Past his specific policy stances (insomuch as any even exist), reporters should burn Trump because he is cancerous, attacking not just the health of the body politic but its ability to be healthy. If there’s one thing he hates more than bad press, it’s not being in control of the press at all. So the only option, as far as he’s concerned, is neutering the First Amendment itself. There’s a reason he asked Peter Thiel to speak at the Republican National Convention, and why Thiel’s name has been floated as a potential Supreme Court nominee.

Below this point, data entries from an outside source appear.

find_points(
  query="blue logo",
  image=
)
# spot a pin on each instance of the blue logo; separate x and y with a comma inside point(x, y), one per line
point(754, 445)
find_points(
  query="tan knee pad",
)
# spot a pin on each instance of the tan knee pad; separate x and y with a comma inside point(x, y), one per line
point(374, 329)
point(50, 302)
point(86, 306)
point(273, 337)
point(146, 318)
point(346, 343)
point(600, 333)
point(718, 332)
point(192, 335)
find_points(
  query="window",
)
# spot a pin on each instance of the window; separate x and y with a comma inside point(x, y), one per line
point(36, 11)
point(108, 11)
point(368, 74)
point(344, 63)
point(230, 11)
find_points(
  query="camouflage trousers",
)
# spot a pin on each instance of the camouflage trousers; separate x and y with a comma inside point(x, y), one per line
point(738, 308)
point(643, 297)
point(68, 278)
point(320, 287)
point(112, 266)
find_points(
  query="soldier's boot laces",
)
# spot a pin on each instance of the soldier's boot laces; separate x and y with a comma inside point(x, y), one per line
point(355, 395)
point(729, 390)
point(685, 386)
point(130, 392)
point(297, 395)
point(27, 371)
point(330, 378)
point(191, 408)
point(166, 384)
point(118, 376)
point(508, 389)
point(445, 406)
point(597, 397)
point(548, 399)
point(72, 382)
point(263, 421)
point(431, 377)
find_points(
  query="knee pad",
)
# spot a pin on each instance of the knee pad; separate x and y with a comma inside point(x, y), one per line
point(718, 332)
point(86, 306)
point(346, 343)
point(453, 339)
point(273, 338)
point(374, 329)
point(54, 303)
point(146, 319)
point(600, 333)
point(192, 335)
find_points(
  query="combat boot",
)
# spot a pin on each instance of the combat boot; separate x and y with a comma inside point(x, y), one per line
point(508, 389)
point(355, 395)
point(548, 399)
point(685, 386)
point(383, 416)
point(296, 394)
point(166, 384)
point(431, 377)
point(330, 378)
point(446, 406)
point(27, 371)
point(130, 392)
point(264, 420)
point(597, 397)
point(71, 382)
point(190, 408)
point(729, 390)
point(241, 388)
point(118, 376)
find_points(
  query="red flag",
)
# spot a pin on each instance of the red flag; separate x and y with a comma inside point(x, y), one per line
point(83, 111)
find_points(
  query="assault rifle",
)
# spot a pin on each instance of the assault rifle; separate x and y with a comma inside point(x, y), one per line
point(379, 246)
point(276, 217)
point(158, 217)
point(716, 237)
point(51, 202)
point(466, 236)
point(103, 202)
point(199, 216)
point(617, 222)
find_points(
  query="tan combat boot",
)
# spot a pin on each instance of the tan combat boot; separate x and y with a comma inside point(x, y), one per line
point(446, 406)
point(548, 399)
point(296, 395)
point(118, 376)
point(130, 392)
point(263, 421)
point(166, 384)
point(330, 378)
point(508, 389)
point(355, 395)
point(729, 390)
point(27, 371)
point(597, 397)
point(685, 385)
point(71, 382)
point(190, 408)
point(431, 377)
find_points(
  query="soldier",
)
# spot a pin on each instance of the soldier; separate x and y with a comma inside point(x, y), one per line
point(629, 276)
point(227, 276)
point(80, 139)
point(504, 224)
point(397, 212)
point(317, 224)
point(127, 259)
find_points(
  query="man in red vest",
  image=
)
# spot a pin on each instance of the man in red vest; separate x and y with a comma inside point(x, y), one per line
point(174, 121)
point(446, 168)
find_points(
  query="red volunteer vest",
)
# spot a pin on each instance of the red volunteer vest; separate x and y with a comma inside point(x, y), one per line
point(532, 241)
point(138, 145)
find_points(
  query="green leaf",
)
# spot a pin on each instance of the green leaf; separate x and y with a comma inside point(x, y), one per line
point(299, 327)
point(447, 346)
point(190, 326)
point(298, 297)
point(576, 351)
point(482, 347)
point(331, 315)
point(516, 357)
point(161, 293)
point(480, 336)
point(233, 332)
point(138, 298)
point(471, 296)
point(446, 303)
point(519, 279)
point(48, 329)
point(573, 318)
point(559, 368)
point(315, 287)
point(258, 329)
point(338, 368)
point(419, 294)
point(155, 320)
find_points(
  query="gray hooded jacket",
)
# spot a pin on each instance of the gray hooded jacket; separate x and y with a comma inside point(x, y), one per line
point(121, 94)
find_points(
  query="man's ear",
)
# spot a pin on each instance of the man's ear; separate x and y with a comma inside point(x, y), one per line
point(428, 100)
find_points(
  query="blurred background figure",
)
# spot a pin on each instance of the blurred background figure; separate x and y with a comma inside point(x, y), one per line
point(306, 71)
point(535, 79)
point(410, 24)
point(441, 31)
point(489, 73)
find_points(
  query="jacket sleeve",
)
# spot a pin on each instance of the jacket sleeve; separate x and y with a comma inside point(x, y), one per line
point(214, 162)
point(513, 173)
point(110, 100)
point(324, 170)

Granted, the campaign has so stripped dignity and civility from our shores that it’s nearing an insult to use United in our name. But if the most important ethic of journalism should fall too, the harm to the nation will be incalculable. Nobody with information to share will trust a reporter if they renege on their promises to their sources, even if the source is named Donald Trump.

Ironically, that’s a scenario the Obama administration might love, as Politico’s Jack Shafter pointed out in his pushback to Obama earlier this year, after the president lectured journalists on how they should cover Trump.

Obama’s “Insider Threat Program” has turned employees across the government—from the Peace Corps to the Social Security Administration to the Department of Agriculture—into information-squelching snitches. If this isn’t Trumpian behavior, I don’t know what is.

“Obama hates the press,” New York Times national security reporter James Risen said not long ago, “and he hates leaks.” AP Washington Bureau Chief Sally Buzbee has decried the “day-to-day intimidation of sources” by the Obama administration, judging it worse than the Bush administration on that score. And in a 2013 piece, POLITICO’s Jim VandeHei and Mike Allen documented Obama’s mastery of “limiting, shaping and manipulating media coverage of himself and his White House.”

Feinberg’s proposal accomplishes just that.

A few reporters over the years have gone to jail or lived with the threat of imprisonment because they defied government attempts to force them to reveal sources.

They did so with good reasons. If sources can’t trust the journalists, they don’t have sources. If they don’t have sources, they don’t have information.

With little to no support from the American people, only they and their ethics stood between them and the kind of world Donald Trump has imagined.

It’s illogical to suggest that the way to prevent such a world, is to voluntarily create it.